Вот так мы и живем, по прихоти случая, изо дня в день, предавшись воле Божьей. Сидим у моря и ждем погоды. Хорошо, что еще до летательной машины не дошло, а то пиши пропало – так зароется в механику, что только мы его и видали!
* * *
Я заметил, что всякий раз, как после долгих отговорок, сомнений и колебаний он приступает наконец к работе, берет кисть в руки, – чувство, подобное страху, овладевает им. Всегда недоволен тем, что сделал. В созданиях, которые кажутся другим пределом совершенства, замечает ошибки. Стремится все к высшему, к недосягаемому, к тому, чего рука человеческая, как бы ни было искусство ее бесконечно, выразить не может. Вот почему почти никогда не кончает.
* * *
Приходил сегодня жид-барышник продавать лошадей. Мастер хотел купить гнедого жеребца. Жид начал его уговаривать, чтобы купил вместе с жеребцом кобылу, и так умолял, настаивал, егозил и божился, что Леонардо, который любит лошадей и знает в них толк, наконец рассмеялся, махнул рукою, взял кобылу и позволил себя обмануть, чтобы только от жида отделаться. Я смотрел, слушал и недоумевал.

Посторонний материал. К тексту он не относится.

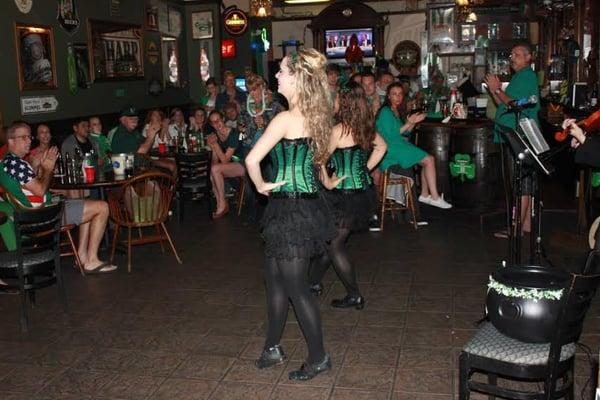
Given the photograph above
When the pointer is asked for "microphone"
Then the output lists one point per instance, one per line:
(524, 102)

– Чему ты удивляешься? – объяснил мне потом Чезаре. – Так всегда: первый встречный может сесть ему на шею. Ни в чем нельзя на него положиться. Ничего твердо решить не умеет. Все надвое – и нашим, и вашим, и да, и нет. Куда ветер подует. Никакой крепости, никакого мужества. Весь мягкий, зыбкий, податливый, точно без костей, точно расслабленный, несмотря на всю свою силу. Играя, железные подковы гнет, рычаги придумывает, чтобы крестильницу Сан-Джованни на воздух поднять, как воробьиное гнездо, а для настоящего дела, где воля нужна, – соломинки не подымет, божьей коровки обидеть не посмеет!..

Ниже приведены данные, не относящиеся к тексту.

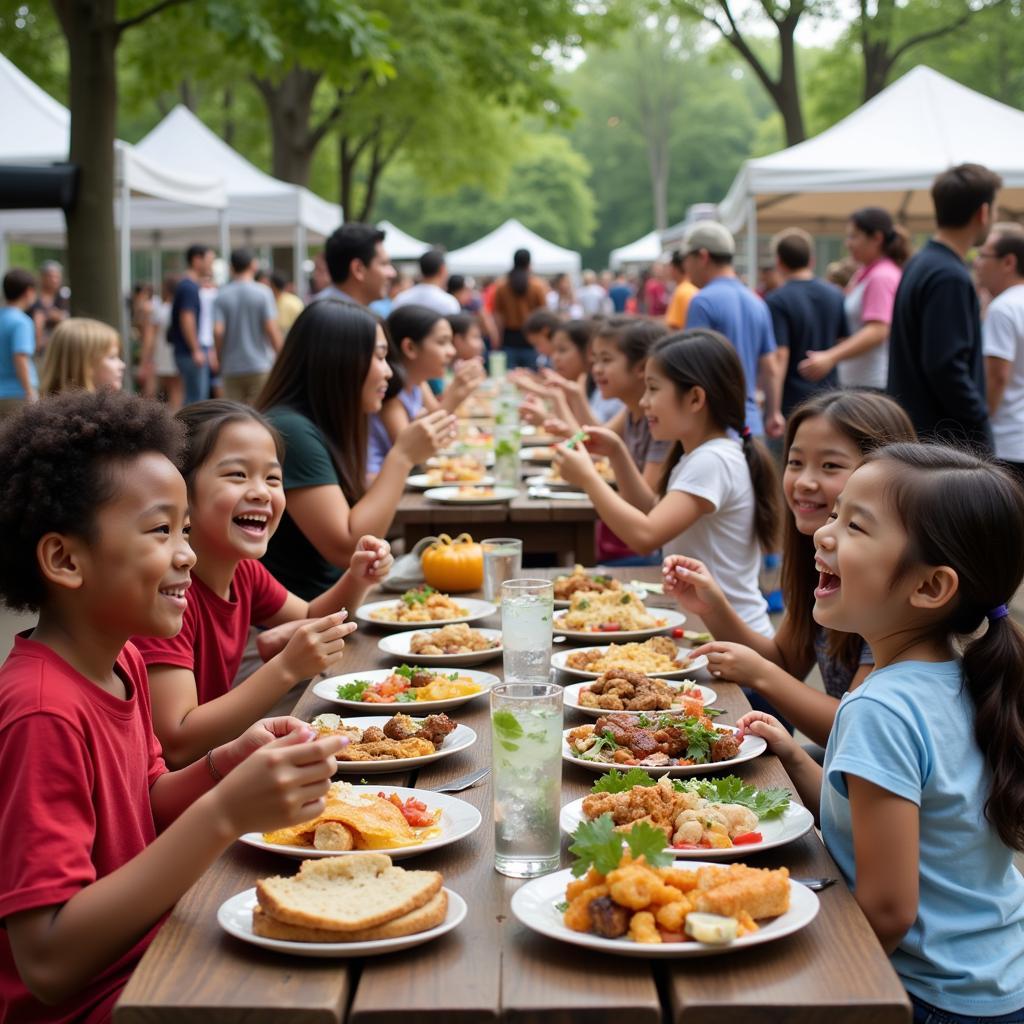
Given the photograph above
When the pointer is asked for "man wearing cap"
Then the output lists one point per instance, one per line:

Чезаре еще долго бранился, явно преувеличивал и даже клеветал. Но я чувствовал, что в словах его с ложью смешана правда.
* * *
Заболел Андреа Салаино. Учитель ухаживает за ним, ночей не спит, просиживая у изголовья. Но о лекарствах слышать не хочет. Марко д’Оджоне тайно принес больному каких-то пилюль. Леонардо нашел их и выбросил в окно.
Когда же сам Андреа заикнулся, что хорошо бы пустить кровь, – он знает одного цирульника, который отлично открывает жилы, – учитель не на шутку рассердился, обругал всех докторов нехорошими словами и, между прочим, сказал:
– Советую тебе думать не о том, как лечиться, а как сохранить здоровье, чего ты достигнешь тем лучше, чем более будешь остерегаться врачей, лекарства которых подобны нелепым составам алхимиков.
И прибавил с веселой, простодушно-лукавой усмешкой:
– Еще бы им, обманщикам, не богатеть, когда всякий только для того и старается накопить побольше денег, чтобы отдать их врачам, разрушителям человеческой жизни!
* * *
Учитель забавляет больного смешными рассказами, баснями, загадками, до которых Салаино большой охотник. Я смотрю, слушаю и дивлюсь на учителя. Какой он веселый!
Вот для примера некоторые из этих загадок:
«Люди будут жестко бить то, что есть причина их жизни. – Молотьба хлеба.
Леса произведут на свет детей, которым суждено истреблять своих родителей. – Ручки топоров.
Шкуры звериные заставят людей выйти из молчания, клясться и кричать. – Игра в кожаные мячики».
После долгих часов, проведенных в изобретении военных орудий, в математических выкладках или работе над Тайною Вечерей, утешается этими загадками, как ребенок. Записывает их в рабочих тетрадях рядом с набросками великих будущих произведений или только что открытыми законами природы.
* * *
Сочинил и нарисовал в прославление щедрости герцога странную, сложную аллегорию, на которую потратил немало труда: в образе фортуны, Моро принимает под свою защиту отрока, убегающего от страшной Парки Бедности, с лицом Паучихи, покрывает его мантией и золотым скипетром грозит чудовищной богине. Герцог доволен рисунком и хочет, чтобы Леонардо исполнил его красками на одной из стен дворца. Эти аллегории вошли в моду при дворе. Кажется, они имеют больший успех, чем все остальные произведения учителя. Дамы, рыцари, вельможи пристают к нему, добиваются какой-нибудь замысловатой аллегорической картинки.
Для одной из двух главных наложниц герцога, графини Чечилии Бергамини, сочинил аллегорию Зависти: дряхлая старуха с отвислыми сосцами, покрытая леопардовой шкурой, с колчаном ядовитых языков за плечами, едет верхом на человеческом остове, держа в руке кубок, наполненный змеями.